A to D to SACD to A: A Natural Progression?


Despite having purged my collection of the obvious excess, I still clutter my apartment with hundreds of redbook CDs, most of which I never listen to and even when I do I find it a mediocre and unengaging experience.

For many of my pop recordings and even some jazz, there are one or two tracks only that I wish to keep and the rest I truly never listen to.

Which makes me wonder: as much as it might make me roll over in my audiophile grave, would it make sense just to copy 2-300 CDs to a hard drive and then put them in storage or chuck them? What is the best way to do this?

Then, having blissfully cleared my living and listening space from this cluttered, mediocre medium, the only jewel boxes remaining would be SACDs for my trusty SCD-1 after which I could allocate the rest of my space, budget, time, shelves and audiophile obsession to a super high end analogue rig.

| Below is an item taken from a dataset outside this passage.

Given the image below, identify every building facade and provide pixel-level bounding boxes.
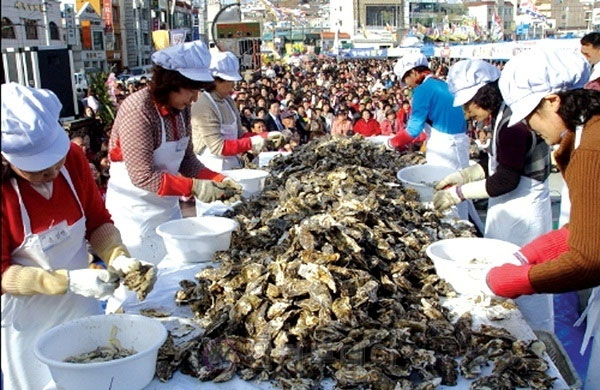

Does this make sense? Has anyone else evolved in this direction? Maybe its just me, but I still rarely get a kick out of redbook. And in the mean time, my shelves are a mess.

Thanks for your thoughts.
cwlondon

Showing 1 response by sc53

I had a bunch of shelves to fit CDs and LPs built into the back wall of my rec room/listening room (click on my "All tube system" under system to see it), which uncluttered my rooms immediately. But I still collect a lot of ordinary redbook CDs and have got a lot that I listen to and love. I do not hate the sound as much as you seem to. I would build in some shelves along a wall, or add the bookshelf type racks that you can buy for CDs and LPs, or, if I really wanted to rid myself of them altogether, i guess look into one of the "tunebox" hard drive storage systems that some members here have written about in past threads. Linn has such a device and there are others. They are not cheap. Also, if the hard drive crashes, well, there goes your collection.